Matka padła na kolana przed telewizorem, zalewając się potokiem gorzkich łez. Ojciec padł tuż obok niej, obejmując ja z całej siły. Na ekranie telewizora ukazał się obraz samolotu wpadającego z całym impetem w wieże, która runęła w Nowym Yorku, pozostawiając po sobie tylko chmurę kurzu i górę gruzu, zaraz po tym runęła druga wieża. Filip stał w drzwiach, nie wierząc w to, co widzi na ekranie. Cały dom pogrążył się w żalu. Głośny płacz matki było słychać na całym osiedlu, kobieta wiła się z rozpaczy, bijąc pięśćmi o podłogę. Brązowe oczy Philipa napłynęły łzami, widział lamętujących rodziców. Po raz pierwszy w swoim życiu przekonał się na własnej skórze ile zła, jest w ludziach. Zadawał sobie w duszy pytanie, dlaczego akurat ich to spotyka, dlaczego akurat jego matka rozpacza po śmierci dziecka. To Ci, którzy są zdolni wyrządzić tyle cierpienia niewinnym ludziom, zasługują na śmierć, nie Camilla. Widząc to wszystko wokół siebie, młody Philip postanowił, nigdy więcej nie dopuścić do takiej tragedii i walczyć przeciwko terrorystom, wrogą życia.

 

Rodzina już chyba do końca życia będzie przeżywała tragedię z 11 września, która przede wszystkim jest ich osobistą tragedią. Żadne słowa prezydenta, premiera, czy celebrytów, że pasażerowie lotu American Airlines 11 wykazali się nadludzką odwagą, żadne hołdy, pomniki, rocznice śmierci, kondolencje nie zwrócą im Camilli.

 

Kierowany swoją wewnętrzną obietnicą Phil wstąpił do wojska, gdzie szkolił się na zawodowego żołnierza. Dwa lata później wyruszył na misję w Afganistanie gdzie służył pod dowództwem generała Malcolma Coupritcha. Jego dowódca jednak nie miał wewnętrznej misji jak Philip, wykonywał on swoją pracę dla pieniędzy.
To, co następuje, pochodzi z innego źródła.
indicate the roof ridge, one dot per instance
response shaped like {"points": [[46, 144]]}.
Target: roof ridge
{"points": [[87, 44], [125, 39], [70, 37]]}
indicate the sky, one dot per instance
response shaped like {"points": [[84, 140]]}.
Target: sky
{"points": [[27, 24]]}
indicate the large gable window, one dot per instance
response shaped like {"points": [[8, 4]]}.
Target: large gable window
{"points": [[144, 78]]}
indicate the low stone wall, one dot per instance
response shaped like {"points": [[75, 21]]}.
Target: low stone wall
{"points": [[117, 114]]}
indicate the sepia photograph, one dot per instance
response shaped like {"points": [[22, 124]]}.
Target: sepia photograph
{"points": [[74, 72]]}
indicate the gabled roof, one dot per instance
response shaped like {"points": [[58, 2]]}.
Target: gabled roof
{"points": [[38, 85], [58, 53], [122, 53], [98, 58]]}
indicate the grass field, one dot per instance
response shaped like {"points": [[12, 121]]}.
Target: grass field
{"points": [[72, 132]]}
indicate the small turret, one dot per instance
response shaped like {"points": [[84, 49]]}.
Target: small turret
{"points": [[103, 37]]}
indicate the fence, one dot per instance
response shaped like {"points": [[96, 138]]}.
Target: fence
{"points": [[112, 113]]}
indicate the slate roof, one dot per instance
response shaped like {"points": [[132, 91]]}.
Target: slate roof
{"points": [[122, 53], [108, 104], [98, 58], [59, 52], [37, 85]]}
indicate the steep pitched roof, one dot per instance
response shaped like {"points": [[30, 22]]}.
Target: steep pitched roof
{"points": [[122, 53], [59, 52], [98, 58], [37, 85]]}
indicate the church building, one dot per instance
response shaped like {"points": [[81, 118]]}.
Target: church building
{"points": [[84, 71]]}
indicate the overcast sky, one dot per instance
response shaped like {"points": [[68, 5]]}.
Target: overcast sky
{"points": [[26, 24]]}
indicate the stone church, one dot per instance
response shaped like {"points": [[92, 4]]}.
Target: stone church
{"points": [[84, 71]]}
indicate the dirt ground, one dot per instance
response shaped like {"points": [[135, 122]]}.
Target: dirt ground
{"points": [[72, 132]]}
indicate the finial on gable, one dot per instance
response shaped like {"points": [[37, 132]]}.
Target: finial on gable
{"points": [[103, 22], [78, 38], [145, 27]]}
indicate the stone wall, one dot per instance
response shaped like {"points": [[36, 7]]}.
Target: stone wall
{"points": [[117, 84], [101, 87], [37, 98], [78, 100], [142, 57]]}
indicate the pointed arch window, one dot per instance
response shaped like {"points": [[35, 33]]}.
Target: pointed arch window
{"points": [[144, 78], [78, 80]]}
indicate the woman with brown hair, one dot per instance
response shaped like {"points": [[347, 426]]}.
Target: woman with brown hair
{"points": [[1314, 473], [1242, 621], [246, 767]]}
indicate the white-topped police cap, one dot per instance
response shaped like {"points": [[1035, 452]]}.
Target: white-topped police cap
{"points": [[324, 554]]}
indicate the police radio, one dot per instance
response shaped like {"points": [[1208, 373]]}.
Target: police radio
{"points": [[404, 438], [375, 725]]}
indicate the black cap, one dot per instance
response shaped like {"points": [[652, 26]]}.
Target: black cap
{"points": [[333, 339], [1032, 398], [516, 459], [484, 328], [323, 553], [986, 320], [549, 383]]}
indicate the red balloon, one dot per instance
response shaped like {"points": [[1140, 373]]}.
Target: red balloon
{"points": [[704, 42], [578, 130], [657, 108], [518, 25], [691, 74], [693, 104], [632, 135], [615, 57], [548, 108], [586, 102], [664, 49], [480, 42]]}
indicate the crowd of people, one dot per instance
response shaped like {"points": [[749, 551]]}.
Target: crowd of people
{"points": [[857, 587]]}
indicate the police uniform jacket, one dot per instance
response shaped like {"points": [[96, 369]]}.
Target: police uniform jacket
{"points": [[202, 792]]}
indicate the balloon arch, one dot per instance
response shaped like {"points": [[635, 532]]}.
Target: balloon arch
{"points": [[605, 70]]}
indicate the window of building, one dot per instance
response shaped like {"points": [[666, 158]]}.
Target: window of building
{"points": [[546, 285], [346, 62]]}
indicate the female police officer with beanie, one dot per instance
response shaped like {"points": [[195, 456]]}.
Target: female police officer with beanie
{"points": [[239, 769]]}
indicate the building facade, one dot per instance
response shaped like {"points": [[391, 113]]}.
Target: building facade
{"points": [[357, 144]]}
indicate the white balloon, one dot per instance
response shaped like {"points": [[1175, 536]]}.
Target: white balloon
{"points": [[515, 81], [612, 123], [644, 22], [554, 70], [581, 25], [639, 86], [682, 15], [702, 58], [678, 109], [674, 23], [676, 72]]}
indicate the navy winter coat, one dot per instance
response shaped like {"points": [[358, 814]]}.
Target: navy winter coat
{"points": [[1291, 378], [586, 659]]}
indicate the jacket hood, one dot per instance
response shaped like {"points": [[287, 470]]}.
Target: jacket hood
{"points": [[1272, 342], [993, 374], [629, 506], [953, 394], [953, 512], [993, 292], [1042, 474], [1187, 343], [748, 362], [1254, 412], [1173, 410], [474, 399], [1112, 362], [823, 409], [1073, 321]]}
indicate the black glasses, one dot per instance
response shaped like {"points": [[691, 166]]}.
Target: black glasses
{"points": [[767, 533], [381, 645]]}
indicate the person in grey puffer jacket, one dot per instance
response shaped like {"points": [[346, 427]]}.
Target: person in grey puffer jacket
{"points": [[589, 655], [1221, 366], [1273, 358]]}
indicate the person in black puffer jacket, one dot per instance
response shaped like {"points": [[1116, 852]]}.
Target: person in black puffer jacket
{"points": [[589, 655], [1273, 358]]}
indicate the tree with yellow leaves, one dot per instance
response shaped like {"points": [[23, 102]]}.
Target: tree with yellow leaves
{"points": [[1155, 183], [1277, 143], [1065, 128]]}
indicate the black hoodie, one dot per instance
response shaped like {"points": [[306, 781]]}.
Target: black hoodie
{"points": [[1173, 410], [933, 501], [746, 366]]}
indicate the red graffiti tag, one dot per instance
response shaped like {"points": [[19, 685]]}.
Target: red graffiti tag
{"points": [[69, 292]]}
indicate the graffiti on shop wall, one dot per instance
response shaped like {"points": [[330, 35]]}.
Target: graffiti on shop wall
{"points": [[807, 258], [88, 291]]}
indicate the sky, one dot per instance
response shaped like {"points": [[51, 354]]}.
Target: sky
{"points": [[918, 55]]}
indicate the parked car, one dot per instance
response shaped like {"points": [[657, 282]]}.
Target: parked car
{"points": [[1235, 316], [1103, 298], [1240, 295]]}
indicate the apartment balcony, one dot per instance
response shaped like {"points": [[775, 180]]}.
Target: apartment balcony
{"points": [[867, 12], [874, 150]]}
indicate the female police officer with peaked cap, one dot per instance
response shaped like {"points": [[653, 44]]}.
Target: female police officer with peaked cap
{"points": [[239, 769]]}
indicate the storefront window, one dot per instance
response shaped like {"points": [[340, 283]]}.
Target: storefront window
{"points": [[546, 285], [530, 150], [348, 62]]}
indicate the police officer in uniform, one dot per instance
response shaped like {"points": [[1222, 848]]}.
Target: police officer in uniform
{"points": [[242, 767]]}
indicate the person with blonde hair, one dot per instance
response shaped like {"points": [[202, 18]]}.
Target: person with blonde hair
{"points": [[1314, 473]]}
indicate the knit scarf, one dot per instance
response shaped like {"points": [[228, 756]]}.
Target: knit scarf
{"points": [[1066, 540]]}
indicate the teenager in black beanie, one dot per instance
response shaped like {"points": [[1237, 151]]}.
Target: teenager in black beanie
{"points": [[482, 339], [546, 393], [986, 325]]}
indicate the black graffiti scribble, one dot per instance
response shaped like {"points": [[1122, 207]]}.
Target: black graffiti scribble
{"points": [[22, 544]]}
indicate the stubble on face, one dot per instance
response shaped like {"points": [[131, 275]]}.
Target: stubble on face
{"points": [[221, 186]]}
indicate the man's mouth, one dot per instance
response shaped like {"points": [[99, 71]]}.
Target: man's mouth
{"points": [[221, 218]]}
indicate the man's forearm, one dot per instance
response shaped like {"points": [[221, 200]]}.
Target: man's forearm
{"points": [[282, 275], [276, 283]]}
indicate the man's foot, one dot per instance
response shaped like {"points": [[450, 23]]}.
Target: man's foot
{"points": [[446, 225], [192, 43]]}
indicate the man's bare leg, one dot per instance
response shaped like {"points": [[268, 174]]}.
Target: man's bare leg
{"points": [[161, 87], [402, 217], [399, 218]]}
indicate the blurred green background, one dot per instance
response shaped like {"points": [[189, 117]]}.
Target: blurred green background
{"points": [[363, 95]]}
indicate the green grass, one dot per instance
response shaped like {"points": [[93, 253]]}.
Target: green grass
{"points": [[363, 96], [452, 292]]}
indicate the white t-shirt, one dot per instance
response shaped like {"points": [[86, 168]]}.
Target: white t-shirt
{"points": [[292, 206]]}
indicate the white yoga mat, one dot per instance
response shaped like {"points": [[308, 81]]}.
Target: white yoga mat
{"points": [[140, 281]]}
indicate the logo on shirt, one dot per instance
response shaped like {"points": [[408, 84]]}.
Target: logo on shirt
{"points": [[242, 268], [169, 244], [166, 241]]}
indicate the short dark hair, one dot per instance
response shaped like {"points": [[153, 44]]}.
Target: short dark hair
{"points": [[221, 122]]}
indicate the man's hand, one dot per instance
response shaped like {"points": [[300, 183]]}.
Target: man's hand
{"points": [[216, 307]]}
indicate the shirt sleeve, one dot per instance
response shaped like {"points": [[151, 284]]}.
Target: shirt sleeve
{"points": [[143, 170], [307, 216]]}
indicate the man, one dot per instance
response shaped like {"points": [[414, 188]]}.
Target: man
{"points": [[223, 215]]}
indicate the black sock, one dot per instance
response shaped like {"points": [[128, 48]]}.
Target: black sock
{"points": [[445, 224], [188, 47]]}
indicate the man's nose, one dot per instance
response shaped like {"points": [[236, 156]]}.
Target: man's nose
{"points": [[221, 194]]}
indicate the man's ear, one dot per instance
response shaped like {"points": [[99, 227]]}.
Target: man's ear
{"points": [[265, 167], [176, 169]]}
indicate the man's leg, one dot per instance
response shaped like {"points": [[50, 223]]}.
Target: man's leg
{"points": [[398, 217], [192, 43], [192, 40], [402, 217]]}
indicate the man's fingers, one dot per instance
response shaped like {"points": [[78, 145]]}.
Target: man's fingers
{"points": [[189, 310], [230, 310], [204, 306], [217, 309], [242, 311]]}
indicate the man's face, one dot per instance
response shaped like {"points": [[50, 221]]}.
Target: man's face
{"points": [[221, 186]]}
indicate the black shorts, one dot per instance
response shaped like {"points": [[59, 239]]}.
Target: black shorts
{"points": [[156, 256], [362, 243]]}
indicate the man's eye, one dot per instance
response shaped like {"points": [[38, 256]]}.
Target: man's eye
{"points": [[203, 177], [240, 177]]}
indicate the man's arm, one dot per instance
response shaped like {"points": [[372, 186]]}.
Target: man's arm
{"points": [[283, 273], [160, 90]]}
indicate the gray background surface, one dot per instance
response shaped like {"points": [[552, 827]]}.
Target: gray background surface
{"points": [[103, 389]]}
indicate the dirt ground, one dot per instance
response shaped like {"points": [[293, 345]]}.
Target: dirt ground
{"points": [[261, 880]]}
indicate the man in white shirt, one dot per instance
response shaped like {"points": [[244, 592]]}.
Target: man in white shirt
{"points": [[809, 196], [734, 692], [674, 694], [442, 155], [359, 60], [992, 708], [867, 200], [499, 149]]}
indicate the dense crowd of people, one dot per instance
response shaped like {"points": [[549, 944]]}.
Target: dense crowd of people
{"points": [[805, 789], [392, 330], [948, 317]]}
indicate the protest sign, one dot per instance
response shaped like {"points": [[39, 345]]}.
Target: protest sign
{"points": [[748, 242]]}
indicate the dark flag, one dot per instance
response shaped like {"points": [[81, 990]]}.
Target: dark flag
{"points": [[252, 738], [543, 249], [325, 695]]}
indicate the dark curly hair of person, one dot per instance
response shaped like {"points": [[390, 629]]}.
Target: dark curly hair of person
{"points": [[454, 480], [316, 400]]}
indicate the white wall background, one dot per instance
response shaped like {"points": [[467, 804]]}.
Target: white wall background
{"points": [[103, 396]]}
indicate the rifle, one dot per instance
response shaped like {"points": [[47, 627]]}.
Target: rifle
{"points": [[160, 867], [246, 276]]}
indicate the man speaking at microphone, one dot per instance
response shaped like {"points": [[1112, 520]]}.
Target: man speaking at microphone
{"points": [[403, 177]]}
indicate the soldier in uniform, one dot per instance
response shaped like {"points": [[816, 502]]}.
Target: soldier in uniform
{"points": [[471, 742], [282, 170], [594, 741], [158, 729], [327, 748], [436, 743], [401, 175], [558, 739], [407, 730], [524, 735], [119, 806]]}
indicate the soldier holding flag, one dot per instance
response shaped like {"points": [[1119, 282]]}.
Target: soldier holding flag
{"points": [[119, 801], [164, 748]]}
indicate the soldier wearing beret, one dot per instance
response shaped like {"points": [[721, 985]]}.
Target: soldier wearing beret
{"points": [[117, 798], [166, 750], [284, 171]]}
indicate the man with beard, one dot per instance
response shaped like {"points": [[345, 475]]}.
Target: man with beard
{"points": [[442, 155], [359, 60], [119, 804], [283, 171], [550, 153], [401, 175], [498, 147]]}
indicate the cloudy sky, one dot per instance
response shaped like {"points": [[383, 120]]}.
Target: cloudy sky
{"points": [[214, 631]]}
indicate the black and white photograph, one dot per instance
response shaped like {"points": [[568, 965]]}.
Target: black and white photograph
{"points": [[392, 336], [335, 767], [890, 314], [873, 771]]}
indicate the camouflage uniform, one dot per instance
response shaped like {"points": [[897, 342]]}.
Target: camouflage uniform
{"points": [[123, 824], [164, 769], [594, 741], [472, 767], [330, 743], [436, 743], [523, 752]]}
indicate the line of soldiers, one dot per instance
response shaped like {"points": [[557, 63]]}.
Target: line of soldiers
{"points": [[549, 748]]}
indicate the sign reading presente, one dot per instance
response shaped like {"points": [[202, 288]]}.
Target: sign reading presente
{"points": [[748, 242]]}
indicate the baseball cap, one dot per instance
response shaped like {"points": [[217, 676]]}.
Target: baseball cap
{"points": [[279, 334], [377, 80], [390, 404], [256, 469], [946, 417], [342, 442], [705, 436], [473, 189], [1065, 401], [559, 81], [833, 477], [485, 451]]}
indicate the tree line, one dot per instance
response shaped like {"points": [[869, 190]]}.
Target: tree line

Młody Kay przez 5 lat jeździł na misje w międzyczasie zdobywając coraz wyższe stopnie oraz uznanie wśród swoich znajomych, ceniono go za odwagę oraz poświęcenie dla kraju. Każdy swój zwiad, misję poświęcał Camilli, wierząc, że z głębi jego serca przemawia także jej głos. Jednak okrucieństwo, którego doświadczył na wojnie, krew, którą przelał, całkowicie go zmieniła. Widział, jak wyznawcy Allaha strzelali do jego kompanów, jak do kaczek, takie są prawa, jakimi rządzi się wojna, żołnierze giną w słusznej sprawie, jednak zbrodnie, jakich dopuszczał się wróg, były czymś nie ludzkim. Dziesięcio letnie dzieciaki były obwiązywane ładunkiem wybuchowym i wysyłane jako żywe bomby do obozu Amerykańskich żołnierzy. Widokiem, który wstrząsnął nim najbardziej był młody al-Ka’ida obcinający głowę nożem, wziętemu do niewoli przyjacielowi Philipa. Egzekucja miała miejsce w obozie wroga, Jack miał zawiązane oczy, islamiści kazali błagać mu o litość, po czym ścieli jego głowę nagrywając wszystko na kamerę. Film został wysłany do rządu, a następnie pokazany żołnierzom.

 

Po pięciu latach służby Philip nie mógł już brać udziłu w misjach. Zajmował ciepłą posadkę w koszarach. Odznaczony licznymi medalami za odwagę, honor, szkolił nowych żołnierzy, którzy mieli szerzyć pokój za pomocą broni. Wśród znajomych cywilów był nazywany aniołem, w końcu uchronił setki amerykanów przed terrorystami. Wojna odbiła się na psychice Philipa, stał się on wrażliwszy na ból innych, zawsze chętny do pomocy, jednak zaczął nienawidzić arabów jeszcze bardziej niż tuż po katastrofie lotniczej z 11 września 2001 roku, nie była to nienawiść tylko do terrorystów, nienawidził wszystkich wyznawców islamu.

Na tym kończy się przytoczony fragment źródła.